Alibaba’s Qwen team released Qwen-AgentWorld on June 25, a language model trained not to take actions inside agent environments but to predict what those environments return — a fundamentally different approach that the researchers say makes agent training cheaper and more controllable.

What Was Released

Qwen-AgentWorld covers seven domain types in a single unified architecture: MCP, Search, Terminal, Software Engineering, Android, Web, and OS. Instead of optimizing action selection, the model learns to simulate the environment itself — given any action, it predicts the resulting system state. This means AI agents can be trained and tested in synthetic environments without needing access to live systems.

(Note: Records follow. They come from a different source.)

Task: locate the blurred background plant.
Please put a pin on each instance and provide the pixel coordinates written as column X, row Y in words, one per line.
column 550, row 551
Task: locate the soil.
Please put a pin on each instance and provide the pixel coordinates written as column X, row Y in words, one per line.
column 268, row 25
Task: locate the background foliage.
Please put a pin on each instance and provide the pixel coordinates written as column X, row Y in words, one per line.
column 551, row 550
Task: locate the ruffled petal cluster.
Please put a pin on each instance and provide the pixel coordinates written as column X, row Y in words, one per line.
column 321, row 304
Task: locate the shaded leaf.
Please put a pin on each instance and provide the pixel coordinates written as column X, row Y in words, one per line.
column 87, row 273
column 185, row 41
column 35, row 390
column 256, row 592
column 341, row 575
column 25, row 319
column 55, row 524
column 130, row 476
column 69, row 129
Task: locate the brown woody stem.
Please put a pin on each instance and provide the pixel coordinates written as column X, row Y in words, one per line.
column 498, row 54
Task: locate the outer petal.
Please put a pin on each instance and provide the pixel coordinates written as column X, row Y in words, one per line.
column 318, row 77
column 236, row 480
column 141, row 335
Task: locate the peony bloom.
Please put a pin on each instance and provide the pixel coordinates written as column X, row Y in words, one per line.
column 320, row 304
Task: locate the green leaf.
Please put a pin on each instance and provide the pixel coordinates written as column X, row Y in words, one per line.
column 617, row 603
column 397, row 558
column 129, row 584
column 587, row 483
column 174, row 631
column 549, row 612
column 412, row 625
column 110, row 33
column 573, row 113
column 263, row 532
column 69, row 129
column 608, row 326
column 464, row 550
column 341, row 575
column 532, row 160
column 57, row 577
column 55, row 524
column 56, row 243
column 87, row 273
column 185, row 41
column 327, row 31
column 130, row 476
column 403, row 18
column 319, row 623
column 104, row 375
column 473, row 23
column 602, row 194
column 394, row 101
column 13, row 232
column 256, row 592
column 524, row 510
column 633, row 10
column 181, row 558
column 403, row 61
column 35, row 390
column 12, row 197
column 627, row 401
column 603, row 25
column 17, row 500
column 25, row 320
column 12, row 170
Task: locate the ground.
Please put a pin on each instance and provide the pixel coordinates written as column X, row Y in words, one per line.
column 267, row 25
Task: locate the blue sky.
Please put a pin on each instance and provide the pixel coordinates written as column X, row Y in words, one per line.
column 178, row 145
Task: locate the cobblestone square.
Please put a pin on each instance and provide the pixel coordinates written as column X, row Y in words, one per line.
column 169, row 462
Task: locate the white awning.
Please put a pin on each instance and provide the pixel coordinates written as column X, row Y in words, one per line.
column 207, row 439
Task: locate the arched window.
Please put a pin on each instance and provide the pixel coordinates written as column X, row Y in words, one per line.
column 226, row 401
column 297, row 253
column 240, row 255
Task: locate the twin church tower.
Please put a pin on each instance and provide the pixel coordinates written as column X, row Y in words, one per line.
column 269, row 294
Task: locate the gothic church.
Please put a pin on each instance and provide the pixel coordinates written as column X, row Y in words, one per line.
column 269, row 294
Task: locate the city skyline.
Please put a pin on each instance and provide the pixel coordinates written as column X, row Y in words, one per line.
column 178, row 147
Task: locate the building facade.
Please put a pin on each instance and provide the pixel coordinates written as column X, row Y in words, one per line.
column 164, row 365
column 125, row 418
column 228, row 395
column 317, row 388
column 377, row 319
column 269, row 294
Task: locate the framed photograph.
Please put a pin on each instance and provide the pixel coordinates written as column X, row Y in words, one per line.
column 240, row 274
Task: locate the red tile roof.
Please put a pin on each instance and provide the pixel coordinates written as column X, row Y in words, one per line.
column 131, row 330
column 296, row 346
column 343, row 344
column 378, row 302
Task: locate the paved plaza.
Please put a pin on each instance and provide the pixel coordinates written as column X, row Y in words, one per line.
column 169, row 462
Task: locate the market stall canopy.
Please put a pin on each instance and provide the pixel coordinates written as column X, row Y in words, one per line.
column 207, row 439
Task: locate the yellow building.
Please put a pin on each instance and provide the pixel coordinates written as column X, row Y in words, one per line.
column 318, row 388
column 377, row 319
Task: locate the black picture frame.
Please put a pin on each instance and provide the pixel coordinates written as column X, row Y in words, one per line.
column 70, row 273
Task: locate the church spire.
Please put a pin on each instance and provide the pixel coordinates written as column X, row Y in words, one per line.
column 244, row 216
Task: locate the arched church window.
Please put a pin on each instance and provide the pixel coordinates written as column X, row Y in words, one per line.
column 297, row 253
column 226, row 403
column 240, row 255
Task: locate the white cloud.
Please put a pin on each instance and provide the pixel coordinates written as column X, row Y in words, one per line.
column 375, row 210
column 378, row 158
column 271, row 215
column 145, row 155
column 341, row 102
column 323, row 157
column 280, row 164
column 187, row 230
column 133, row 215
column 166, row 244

Two model scales were published: a 35-billion-parameter sparse model (35B-A3B) and a 397-billion-parameter variant (397B-A17B). Weights for the 35B model are available on Hugging Face and ModelScope under the Apache 2.0 license. The 397B model is not publicly released.

How It Was Trained

The team used a three-stage pipeline. Continual pre-training builds domain knowledge from more than 10 million real agent-environment interaction trajectories. Supervised fine-tuning activates step-by-step reasoning using thinking blocks. Reinforcement learning then optimizes prediction quality against recorded environment responses.

Benchmark Results

On AgentWorldBench, a new benchmark released alongside the model for evaluating simulation quality, the 397B variant scored 58.71, outperforming GPT-5.4 (58.25), Claude Opus 4.8, and Gemini 3.1 Pro, according to Alibaba. The 35B model scored 56.39, above Claude Sonnet 4.6.

Why It Matters

Training AI agents today typically requires running them inside live environments or expensive high-fidelity simulators, which limits scale and introduces real-world risk during development. A world model that can reliably simulate environment responses would allow agents to be trained on synthetic rollouts and tested in controlled conditions before any deployment. The seven-domain coverage of a single model also reduces the overhead of maintaining separate simulation infrastructure for each task type.